The most common network visualization strategy.
Reading (Chapter 9), Recording, Rmarkdown
library("dplyr")
library("knitr")
library("ggplot2")
library("ggraph")
library("gridExtra")
library("networkD3")
library("tidygraph")
theme_set(theme_graph())
tidygraph
package.G_school <- as_tbl_graph(highschool) %>%
activate(edges) %>%
mutate(year = factor(year))
ggraph(G_school) +
geom_edge_link(aes(col = year), width = 0.1) +
geom_node_point()
G_flare <- tbl_graph(flare$vertices, flare$edges)
p1 <- ggraph(G_flare, 'tree') +
geom_edge_link() +
geom_node_label(aes(label = shortName), size = 3)
p2 <- ggraph(G_flare, 'tree', circular = TRUE) +
geom_edge_link() +
geom_node_label(aes(label = shortName), size = 3)
grid.arrange(p1, p2, ncol = 2)
In either trees or networks, attributes of nodes and edges can be encoded using size (node radius or edge width) or color.
The node-link representation is especially effective for the task of following paths. It’s an intuitive visualization for examining the local neighborhood of one node or describing the shortest path between two nodes.
In node-link diagrams, spatial position is subtle. It does not directly encode any attribute in the dataset, but layout algorithms (i.e., algorithms that try to determine the spatial positions of nodes in a node-link diagram) try to ensure that nodes that are close to one another in the shortest-path-sense also appear close to one another on the page.

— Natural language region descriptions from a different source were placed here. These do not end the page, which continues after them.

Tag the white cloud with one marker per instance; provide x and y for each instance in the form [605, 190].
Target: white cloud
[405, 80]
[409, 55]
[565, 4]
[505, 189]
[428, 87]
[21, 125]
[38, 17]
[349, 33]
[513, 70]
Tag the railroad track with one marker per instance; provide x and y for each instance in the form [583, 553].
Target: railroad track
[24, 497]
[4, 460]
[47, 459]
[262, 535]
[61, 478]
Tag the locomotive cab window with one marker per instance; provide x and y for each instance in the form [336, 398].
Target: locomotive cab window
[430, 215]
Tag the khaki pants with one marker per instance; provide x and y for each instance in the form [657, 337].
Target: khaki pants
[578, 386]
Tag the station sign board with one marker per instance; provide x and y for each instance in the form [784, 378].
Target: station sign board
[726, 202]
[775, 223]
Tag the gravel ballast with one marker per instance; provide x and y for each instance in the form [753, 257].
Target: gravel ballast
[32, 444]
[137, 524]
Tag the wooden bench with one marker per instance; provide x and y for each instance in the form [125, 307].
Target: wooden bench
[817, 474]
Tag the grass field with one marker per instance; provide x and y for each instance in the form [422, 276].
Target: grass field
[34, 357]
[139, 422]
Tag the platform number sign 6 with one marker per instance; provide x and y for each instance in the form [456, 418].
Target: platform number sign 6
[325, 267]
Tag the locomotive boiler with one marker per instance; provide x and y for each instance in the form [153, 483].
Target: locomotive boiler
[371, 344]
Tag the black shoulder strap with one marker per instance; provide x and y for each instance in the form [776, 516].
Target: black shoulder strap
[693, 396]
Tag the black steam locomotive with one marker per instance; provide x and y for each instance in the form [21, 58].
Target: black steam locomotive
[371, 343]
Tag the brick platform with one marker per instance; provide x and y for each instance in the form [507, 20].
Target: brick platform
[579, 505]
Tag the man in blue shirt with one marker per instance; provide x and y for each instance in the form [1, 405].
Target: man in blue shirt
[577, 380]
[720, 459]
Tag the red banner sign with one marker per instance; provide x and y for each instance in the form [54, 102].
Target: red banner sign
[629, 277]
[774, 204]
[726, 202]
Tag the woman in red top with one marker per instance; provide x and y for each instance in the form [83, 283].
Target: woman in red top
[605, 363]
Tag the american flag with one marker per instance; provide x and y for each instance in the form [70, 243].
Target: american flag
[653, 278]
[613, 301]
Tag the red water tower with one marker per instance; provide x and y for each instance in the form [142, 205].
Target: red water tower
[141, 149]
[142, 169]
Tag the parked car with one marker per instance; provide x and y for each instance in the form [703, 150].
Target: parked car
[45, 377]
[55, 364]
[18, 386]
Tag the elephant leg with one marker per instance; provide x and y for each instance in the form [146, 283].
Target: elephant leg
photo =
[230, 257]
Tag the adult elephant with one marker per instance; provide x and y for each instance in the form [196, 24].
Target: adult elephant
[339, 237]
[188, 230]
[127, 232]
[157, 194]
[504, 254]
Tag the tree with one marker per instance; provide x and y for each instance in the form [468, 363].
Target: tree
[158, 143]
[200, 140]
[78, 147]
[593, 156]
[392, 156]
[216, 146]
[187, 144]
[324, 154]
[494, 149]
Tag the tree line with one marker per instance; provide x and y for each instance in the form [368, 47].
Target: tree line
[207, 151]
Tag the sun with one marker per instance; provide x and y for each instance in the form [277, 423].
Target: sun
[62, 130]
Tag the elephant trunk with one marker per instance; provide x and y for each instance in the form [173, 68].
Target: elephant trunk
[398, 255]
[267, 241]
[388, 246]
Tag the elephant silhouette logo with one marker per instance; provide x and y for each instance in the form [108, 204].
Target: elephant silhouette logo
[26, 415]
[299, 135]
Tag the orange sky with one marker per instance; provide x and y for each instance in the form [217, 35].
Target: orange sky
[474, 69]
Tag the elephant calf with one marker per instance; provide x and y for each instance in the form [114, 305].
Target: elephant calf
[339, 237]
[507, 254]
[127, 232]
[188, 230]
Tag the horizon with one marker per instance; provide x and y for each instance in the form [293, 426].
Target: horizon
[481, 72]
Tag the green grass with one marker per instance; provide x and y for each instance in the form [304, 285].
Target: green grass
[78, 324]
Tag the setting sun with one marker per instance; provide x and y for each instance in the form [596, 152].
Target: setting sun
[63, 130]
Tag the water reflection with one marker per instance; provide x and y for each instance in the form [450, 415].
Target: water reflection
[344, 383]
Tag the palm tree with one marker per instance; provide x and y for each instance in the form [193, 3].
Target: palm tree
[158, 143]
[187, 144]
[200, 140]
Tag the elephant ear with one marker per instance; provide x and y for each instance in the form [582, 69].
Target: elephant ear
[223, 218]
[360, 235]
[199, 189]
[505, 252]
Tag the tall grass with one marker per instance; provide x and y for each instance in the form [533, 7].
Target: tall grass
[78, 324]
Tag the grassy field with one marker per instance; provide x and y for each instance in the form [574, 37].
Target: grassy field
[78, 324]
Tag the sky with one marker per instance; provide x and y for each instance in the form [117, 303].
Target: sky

p1 <- ggraph(G_school, layout = "kk") +
geom_edge_link(aes(col = year), width = 0.1) +
geom_node_point()
p2 <- ggraph(G_school, layout = "fr") +
geom_edge_link(aes(col = year), width = 0.1) +
geom_node_point()
grid.arrange(p1, p2, ncol = 2)
One common layout algorithm uses force-directed placement. The edges here are interpreted as physical springs, and the node positions are iteratively updated according to the forces induced by the springs.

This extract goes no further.